Well, I’m 29 and 17 weeks pregnant (tomorrow) and I still haven’t woken up with that feeling. And I also think that person was ignorant for thinking that all women are magically going to want to have kids. Not all women want kids. Hello. We have other awesome things in our lives to want. Am I excited about having this baby? Yes. I am. I never thought I would be amazed that I am growing a baby, but I am. I cried at our first ultrasound. I can’t wait to see our baby tomorrow on the ultrasound (GENDER REVEAL!!!!). I am always touching my belly. I love it when people at work want to see my tiny bump! I am excited. But I still don’t ever have that feeling of “OMG I AM SO EXCITED TO HAVE A BABY.” It’s more like, “Oh hey, I’m having a baby. This is cool for now. I hope it stays cool once this baby comes.”

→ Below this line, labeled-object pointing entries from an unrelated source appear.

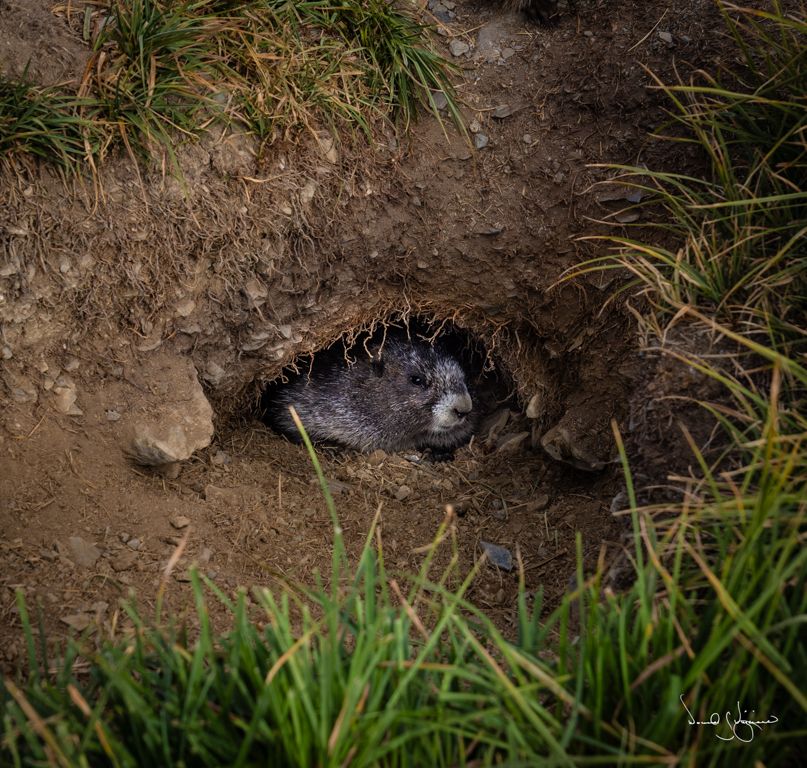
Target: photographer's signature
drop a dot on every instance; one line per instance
(739, 727)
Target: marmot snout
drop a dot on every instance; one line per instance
(402, 396)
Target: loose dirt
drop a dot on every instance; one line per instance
(255, 257)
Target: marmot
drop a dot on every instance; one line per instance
(542, 11)
(402, 395)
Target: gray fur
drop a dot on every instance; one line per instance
(373, 402)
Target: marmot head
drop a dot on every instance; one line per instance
(428, 381)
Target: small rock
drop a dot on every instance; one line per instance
(82, 552)
(458, 47)
(180, 521)
(180, 420)
(534, 409)
(77, 621)
(537, 504)
(511, 442)
(504, 110)
(337, 487)
(376, 458)
(170, 471)
(499, 556)
(562, 446)
(439, 100)
(23, 390)
(64, 397)
(124, 560)
(214, 373)
(480, 140)
(403, 492)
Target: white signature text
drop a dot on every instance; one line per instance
(740, 727)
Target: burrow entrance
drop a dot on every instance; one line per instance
(504, 487)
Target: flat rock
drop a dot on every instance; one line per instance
(180, 521)
(498, 555)
(176, 420)
(458, 47)
(82, 552)
(124, 560)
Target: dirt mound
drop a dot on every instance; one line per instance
(249, 261)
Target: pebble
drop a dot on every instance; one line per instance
(499, 556)
(534, 409)
(180, 521)
(502, 111)
(403, 492)
(510, 443)
(439, 99)
(458, 47)
(376, 458)
(124, 561)
(82, 552)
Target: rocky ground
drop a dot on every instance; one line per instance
(144, 309)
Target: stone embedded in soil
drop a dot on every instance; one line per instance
(511, 442)
(124, 560)
(180, 419)
(498, 555)
(403, 492)
(534, 409)
(564, 446)
(82, 553)
(440, 100)
(22, 389)
(376, 458)
(505, 110)
(458, 47)
(64, 397)
(537, 504)
(78, 621)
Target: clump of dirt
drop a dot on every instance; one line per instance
(248, 262)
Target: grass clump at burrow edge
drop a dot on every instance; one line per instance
(378, 671)
(741, 232)
(161, 71)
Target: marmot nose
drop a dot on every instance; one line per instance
(463, 406)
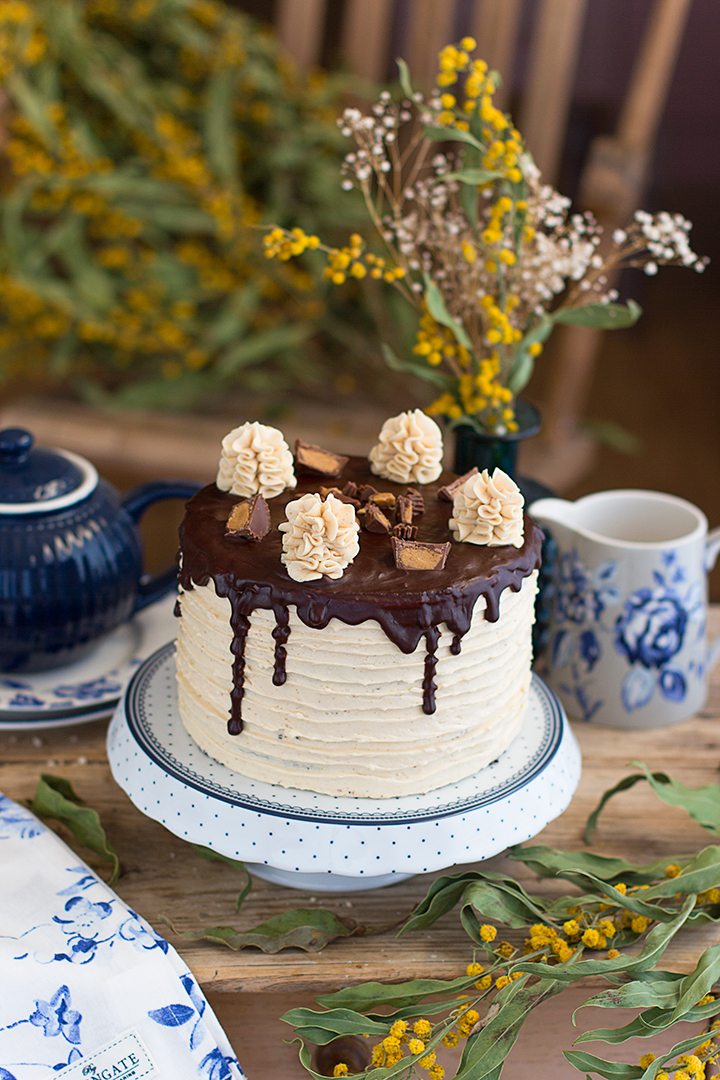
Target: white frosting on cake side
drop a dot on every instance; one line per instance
(349, 718)
(409, 449)
(488, 510)
(255, 459)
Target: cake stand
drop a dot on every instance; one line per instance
(322, 842)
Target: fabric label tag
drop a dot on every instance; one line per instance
(124, 1057)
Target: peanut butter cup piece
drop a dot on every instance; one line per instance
(366, 491)
(375, 521)
(418, 502)
(405, 531)
(315, 459)
(448, 493)
(248, 520)
(404, 510)
(416, 555)
(384, 499)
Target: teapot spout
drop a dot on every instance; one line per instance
(553, 512)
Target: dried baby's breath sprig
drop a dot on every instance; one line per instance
(489, 256)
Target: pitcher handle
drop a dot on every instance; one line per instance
(711, 552)
(151, 589)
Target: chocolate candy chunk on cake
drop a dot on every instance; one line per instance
(368, 635)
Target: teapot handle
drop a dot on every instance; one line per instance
(151, 589)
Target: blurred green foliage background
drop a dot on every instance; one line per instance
(145, 142)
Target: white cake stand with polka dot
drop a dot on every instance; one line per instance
(320, 841)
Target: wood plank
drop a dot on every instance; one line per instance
(365, 38)
(652, 75)
(548, 85)
(300, 27)
(166, 881)
(430, 29)
(494, 25)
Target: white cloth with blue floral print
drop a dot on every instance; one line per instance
(86, 986)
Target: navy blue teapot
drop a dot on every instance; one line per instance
(70, 554)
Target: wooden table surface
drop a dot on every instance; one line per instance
(168, 883)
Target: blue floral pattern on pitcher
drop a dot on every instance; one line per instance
(651, 632)
(581, 601)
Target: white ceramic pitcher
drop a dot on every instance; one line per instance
(627, 643)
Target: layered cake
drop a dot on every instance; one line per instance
(354, 626)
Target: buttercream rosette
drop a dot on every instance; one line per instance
(488, 510)
(409, 449)
(320, 537)
(255, 459)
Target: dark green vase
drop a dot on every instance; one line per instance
(474, 448)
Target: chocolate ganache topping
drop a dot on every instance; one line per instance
(408, 606)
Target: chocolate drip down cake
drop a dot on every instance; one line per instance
(354, 626)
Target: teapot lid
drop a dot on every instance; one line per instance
(39, 480)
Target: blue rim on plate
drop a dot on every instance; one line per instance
(139, 723)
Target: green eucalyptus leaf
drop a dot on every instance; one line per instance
(421, 369)
(370, 995)
(55, 798)
(698, 982)
(652, 989)
(487, 1050)
(611, 1070)
(630, 902)
(552, 862)
(503, 901)
(606, 316)
(404, 78)
(648, 1024)
(333, 1023)
(442, 896)
(440, 134)
(680, 1048)
(520, 372)
(307, 929)
(219, 123)
(698, 874)
(702, 804)
(439, 312)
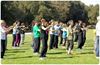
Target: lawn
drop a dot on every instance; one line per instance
(25, 54)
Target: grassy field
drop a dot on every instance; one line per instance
(25, 54)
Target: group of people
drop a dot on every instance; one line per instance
(68, 33)
(42, 30)
(18, 35)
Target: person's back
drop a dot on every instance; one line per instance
(36, 33)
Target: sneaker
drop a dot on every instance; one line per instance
(36, 53)
(42, 58)
(97, 57)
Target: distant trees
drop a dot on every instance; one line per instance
(26, 11)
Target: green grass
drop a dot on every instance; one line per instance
(24, 55)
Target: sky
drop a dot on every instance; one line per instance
(89, 2)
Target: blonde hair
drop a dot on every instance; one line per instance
(1, 21)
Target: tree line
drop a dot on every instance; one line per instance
(26, 11)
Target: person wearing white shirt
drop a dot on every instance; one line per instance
(57, 28)
(97, 44)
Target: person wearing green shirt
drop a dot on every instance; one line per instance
(36, 33)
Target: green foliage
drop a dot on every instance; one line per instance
(26, 11)
(25, 54)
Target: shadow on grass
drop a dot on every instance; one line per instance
(56, 52)
(62, 57)
(20, 57)
(87, 52)
(16, 51)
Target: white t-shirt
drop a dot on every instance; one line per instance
(98, 29)
(2, 34)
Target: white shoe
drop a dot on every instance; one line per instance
(36, 53)
(97, 57)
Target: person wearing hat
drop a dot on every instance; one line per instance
(44, 38)
(3, 36)
(36, 33)
(97, 44)
(51, 32)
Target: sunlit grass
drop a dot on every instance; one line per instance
(24, 55)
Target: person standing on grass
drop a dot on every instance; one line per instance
(3, 36)
(18, 37)
(33, 23)
(57, 28)
(61, 32)
(70, 42)
(44, 39)
(64, 34)
(84, 29)
(76, 33)
(51, 32)
(36, 33)
(97, 44)
(14, 33)
(80, 35)
(22, 33)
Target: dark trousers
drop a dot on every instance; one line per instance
(55, 41)
(44, 47)
(84, 37)
(36, 44)
(75, 37)
(3, 48)
(18, 38)
(70, 44)
(14, 39)
(80, 40)
(51, 41)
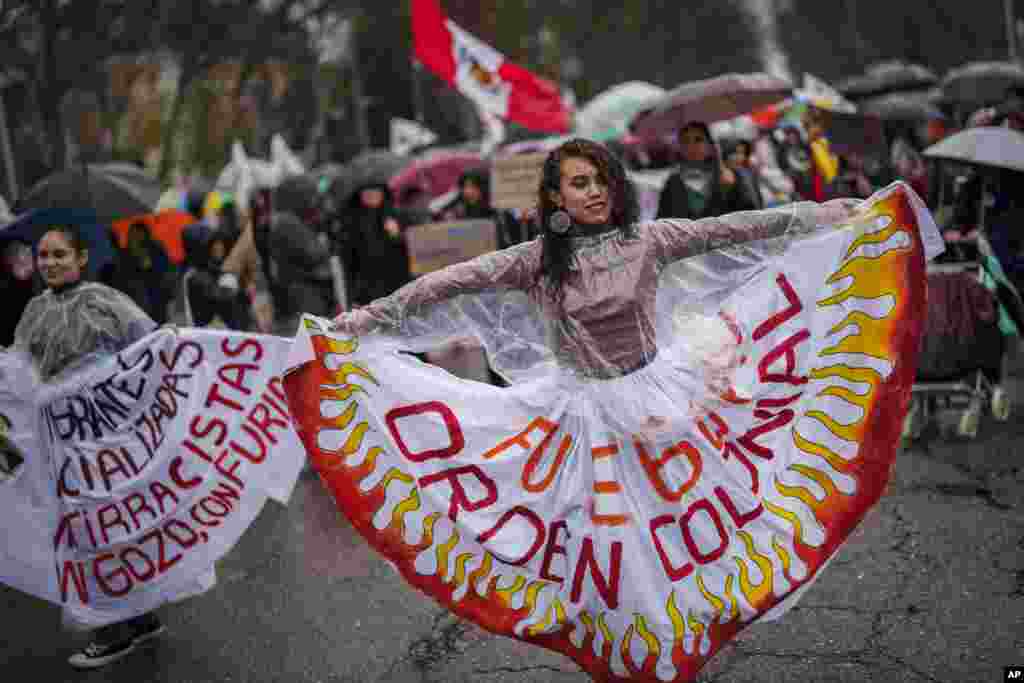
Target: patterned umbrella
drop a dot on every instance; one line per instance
(435, 173)
(710, 100)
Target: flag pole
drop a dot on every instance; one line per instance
(418, 90)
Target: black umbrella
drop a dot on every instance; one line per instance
(908, 107)
(888, 77)
(111, 190)
(374, 166)
(980, 83)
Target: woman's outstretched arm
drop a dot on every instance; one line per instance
(677, 239)
(510, 268)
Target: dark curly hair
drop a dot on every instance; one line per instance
(557, 254)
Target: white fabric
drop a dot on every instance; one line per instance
(141, 470)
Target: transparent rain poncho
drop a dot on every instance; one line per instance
(686, 440)
(633, 310)
(65, 331)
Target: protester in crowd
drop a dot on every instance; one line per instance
(776, 186)
(702, 185)
(205, 299)
(473, 201)
(851, 179)
(738, 158)
(376, 254)
(69, 326)
(18, 285)
(299, 271)
(143, 271)
(908, 165)
(795, 160)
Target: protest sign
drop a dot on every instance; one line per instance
(639, 554)
(157, 461)
(434, 246)
(515, 179)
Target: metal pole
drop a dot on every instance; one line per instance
(1011, 22)
(358, 102)
(418, 91)
(8, 157)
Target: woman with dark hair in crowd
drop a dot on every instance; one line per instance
(144, 272)
(704, 185)
(72, 324)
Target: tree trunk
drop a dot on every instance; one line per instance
(167, 159)
(50, 89)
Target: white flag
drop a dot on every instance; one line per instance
(407, 135)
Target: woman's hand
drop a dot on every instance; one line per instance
(355, 323)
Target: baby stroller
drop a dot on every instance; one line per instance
(973, 313)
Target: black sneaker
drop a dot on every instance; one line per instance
(97, 654)
(152, 631)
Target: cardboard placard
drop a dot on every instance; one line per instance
(514, 181)
(434, 246)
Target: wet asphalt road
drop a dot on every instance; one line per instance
(930, 588)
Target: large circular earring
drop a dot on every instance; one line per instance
(559, 222)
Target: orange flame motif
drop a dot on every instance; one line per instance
(836, 469)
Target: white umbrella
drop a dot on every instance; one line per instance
(710, 100)
(607, 116)
(984, 145)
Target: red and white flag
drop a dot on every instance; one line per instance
(482, 74)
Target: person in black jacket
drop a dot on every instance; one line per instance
(144, 272)
(376, 254)
(702, 185)
(204, 297)
(473, 201)
(18, 284)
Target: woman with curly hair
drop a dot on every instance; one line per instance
(593, 272)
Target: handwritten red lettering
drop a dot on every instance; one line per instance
(552, 549)
(456, 438)
(606, 587)
(777, 319)
(460, 499)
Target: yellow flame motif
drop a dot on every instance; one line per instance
(871, 272)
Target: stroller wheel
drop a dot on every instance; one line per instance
(970, 420)
(1000, 403)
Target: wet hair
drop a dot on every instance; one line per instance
(72, 235)
(557, 254)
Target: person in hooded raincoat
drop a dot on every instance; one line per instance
(702, 186)
(72, 324)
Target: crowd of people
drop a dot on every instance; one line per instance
(260, 266)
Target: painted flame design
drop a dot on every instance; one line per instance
(848, 461)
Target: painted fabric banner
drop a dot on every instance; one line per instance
(638, 553)
(135, 475)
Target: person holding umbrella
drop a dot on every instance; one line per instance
(67, 327)
(702, 186)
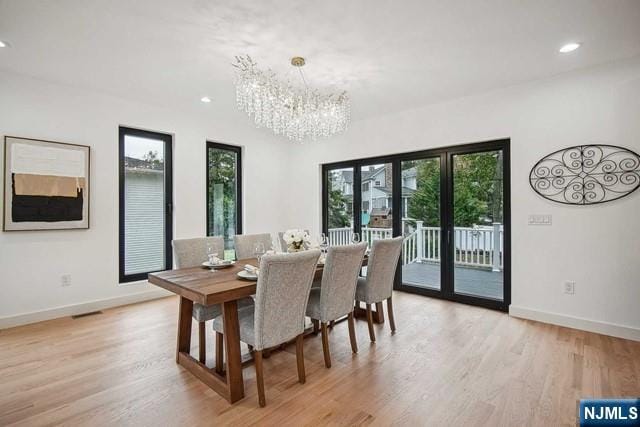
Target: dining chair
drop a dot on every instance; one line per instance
(245, 244)
(334, 298)
(278, 317)
(283, 243)
(378, 284)
(192, 253)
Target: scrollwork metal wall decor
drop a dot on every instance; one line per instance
(586, 174)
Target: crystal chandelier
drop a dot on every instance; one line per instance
(296, 112)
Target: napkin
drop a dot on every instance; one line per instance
(251, 269)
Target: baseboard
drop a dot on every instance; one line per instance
(605, 328)
(85, 307)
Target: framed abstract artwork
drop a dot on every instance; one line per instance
(46, 185)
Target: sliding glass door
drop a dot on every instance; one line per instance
(477, 248)
(340, 199)
(421, 223)
(451, 206)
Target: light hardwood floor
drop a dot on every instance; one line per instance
(448, 364)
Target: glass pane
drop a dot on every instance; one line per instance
(421, 223)
(223, 196)
(377, 215)
(144, 205)
(340, 206)
(478, 217)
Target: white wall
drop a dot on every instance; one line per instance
(598, 247)
(31, 263)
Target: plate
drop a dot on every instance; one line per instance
(223, 264)
(244, 274)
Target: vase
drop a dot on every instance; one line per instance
(295, 247)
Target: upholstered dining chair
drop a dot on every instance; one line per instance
(192, 253)
(282, 293)
(334, 298)
(245, 244)
(378, 284)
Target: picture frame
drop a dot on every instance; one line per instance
(46, 185)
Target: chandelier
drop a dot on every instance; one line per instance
(289, 110)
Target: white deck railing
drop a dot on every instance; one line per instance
(474, 245)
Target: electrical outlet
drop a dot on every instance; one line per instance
(540, 220)
(65, 280)
(569, 287)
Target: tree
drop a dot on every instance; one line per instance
(339, 215)
(222, 182)
(424, 205)
(151, 157)
(477, 194)
(477, 189)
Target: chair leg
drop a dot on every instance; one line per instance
(352, 333)
(219, 352)
(300, 358)
(260, 378)
(325, 345)
(379, 312)
(392, 320)
(202, 345)
(372, 334)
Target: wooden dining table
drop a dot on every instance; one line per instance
(207, 287)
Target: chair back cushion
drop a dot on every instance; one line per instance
(281, 299)
(193, 252)
(245, 244)
(381, 268)
(339, 280)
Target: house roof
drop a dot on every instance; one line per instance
(406, 191)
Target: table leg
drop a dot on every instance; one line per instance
(184, 327)
(235, 382)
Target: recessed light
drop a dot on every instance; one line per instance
(569, 47)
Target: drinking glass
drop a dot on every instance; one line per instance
(259, 251)
(211, 255)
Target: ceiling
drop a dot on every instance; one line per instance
(390, 55)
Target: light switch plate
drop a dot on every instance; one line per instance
(540, 220)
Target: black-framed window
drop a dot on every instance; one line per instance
(224, 192)
(146, 198)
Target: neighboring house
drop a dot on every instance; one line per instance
(144, 222)
(375, 188)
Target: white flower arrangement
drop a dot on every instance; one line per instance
(296, 240)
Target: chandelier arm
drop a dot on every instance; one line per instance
(303, 79)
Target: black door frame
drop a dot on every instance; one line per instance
(168, 199)
(446, 190)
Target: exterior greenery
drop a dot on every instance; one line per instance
(221, 188)
(339, 212)
(477, 189)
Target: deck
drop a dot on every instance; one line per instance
(468, 280)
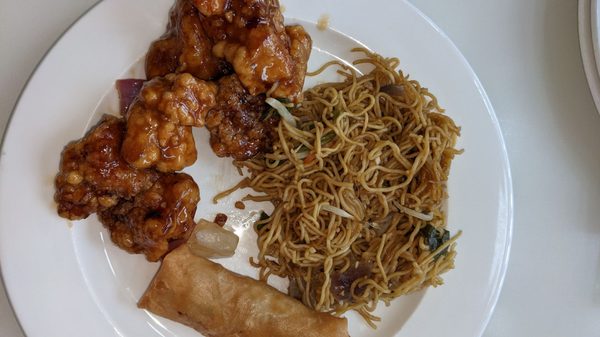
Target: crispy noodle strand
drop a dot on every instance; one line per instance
(354, 185)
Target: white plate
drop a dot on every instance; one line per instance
(68, 279)
(589, 43)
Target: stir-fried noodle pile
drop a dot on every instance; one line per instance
(359, 187)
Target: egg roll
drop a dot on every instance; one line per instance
(199, 293)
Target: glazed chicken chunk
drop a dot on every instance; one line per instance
(237, 125)
(184, 47)
(157, 220)
(159, 122)
(93, 176)
(250, 34)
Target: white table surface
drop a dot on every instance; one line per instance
(526, 53)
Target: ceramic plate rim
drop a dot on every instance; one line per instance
(506, 231)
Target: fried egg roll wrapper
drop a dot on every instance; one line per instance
(219, 303)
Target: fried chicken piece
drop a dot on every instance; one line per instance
(300, 47)
(93, 176)
(237, 126)
(157, 220)
(266, 55)
(159, 132)
(184, 47)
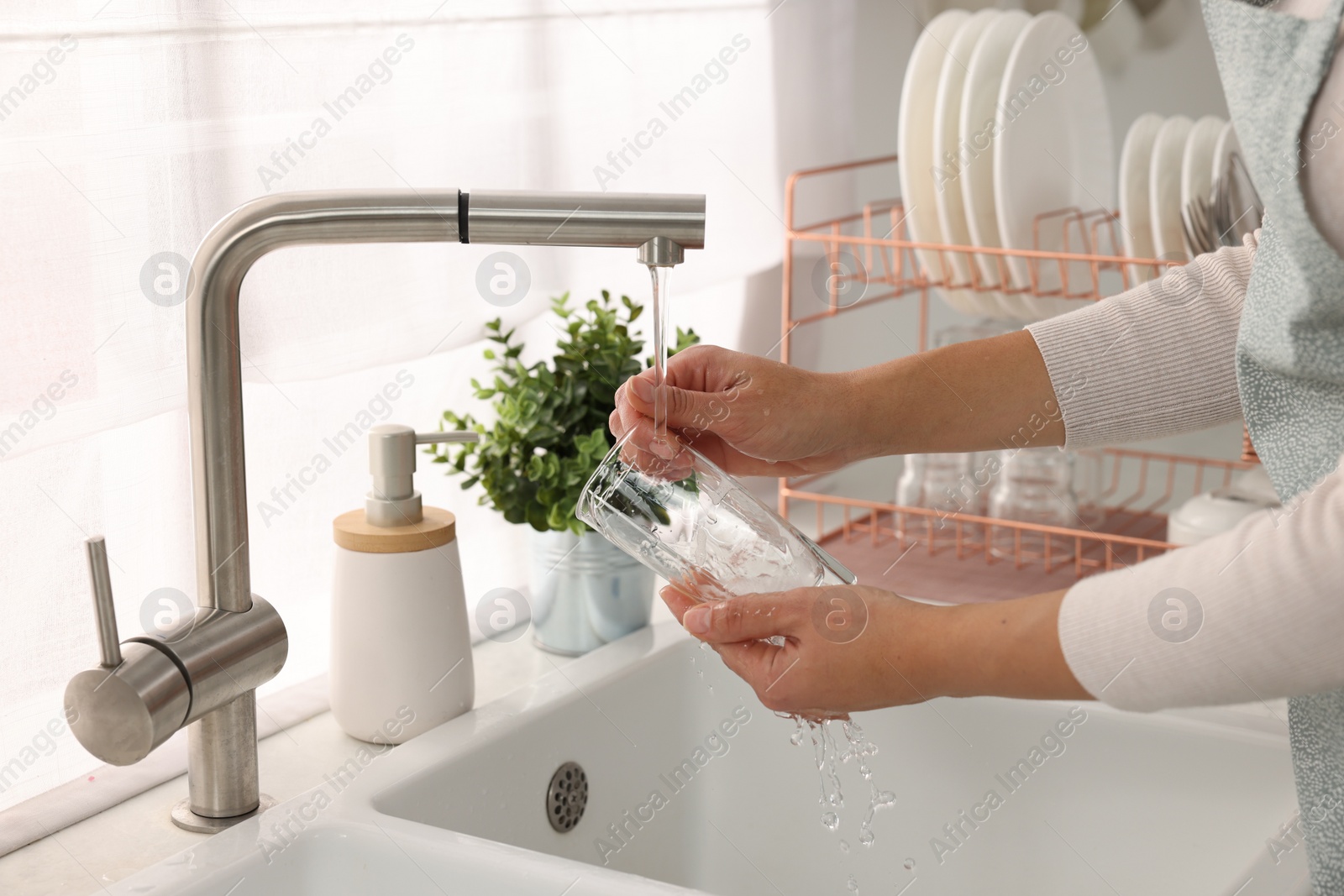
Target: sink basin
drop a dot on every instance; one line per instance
(692, 783)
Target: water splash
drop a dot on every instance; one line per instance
(828, 755)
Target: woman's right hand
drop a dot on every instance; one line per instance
(748, 414)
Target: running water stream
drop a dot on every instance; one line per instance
(660, 352)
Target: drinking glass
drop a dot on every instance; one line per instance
(698, 527)
(936, 481)
(1034, 485)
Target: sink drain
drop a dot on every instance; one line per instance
(566, 799)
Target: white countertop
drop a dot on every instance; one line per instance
(138, 833)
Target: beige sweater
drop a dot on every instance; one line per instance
(1160, 359)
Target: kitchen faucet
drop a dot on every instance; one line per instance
(203, 673)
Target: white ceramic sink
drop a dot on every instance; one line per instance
(1124, 804)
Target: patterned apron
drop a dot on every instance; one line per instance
(1290, 345)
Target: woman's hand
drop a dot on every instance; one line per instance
(748, 414)
(855, 647)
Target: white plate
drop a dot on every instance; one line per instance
(949, 156)
(914, 149)
(1135, 219)
(976, 127)
(1196, 164)
(1164, 188)
(1054, 149)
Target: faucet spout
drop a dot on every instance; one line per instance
(222, 743)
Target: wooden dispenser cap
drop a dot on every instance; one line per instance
(355, 533)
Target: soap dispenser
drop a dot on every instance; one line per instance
(401, 658)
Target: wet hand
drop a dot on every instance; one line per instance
(844, 647)
(748, 414)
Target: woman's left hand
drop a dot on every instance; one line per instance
(853, 647)
(847, 647)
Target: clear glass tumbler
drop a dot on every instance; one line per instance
(696, 526)
(1034, 485)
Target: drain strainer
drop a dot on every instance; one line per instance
(566, 799)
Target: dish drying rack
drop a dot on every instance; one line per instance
(934, 553)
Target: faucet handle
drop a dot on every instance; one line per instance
(132, 701)
(105, 613)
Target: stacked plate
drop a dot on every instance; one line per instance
(1166, 165)
(1003, 120)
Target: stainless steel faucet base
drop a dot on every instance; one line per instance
(203, 674)
(187, 820)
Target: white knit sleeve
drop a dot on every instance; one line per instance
(1253, 614)
(1155, 360)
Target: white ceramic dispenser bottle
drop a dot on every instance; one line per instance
(401, 658)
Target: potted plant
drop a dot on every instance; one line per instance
(549, 436)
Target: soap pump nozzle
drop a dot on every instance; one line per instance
(391, 461)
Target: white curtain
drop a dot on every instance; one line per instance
(127, 129)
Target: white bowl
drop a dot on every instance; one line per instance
(1209, 515)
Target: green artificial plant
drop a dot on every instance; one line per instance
(550, 426)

I don’t know guys. Being pregnant is weird. Having babies is weird. I feel like everybody just talks about how excited they are while they’re pregnant and I’m just abnormal for not being that excited. Not that I mind. I don’t. I know I’ll be a good mom, but I don’t have expectations of how excited I should be about this baby or how quickly I’ll feel attached to it when it’s born. I’ve lived 29 years without a baby. I don’t need to adjust to having one in 40 weeks.

Okay, time to go clean our disgusting house, hopefully work on a paper, maybe nap, and then I have to get ready cause Jon and I are having a fancy date night tonight! (By the way, I think all those things will come after a trashy TV show and a nap. Rainy days make me tired.)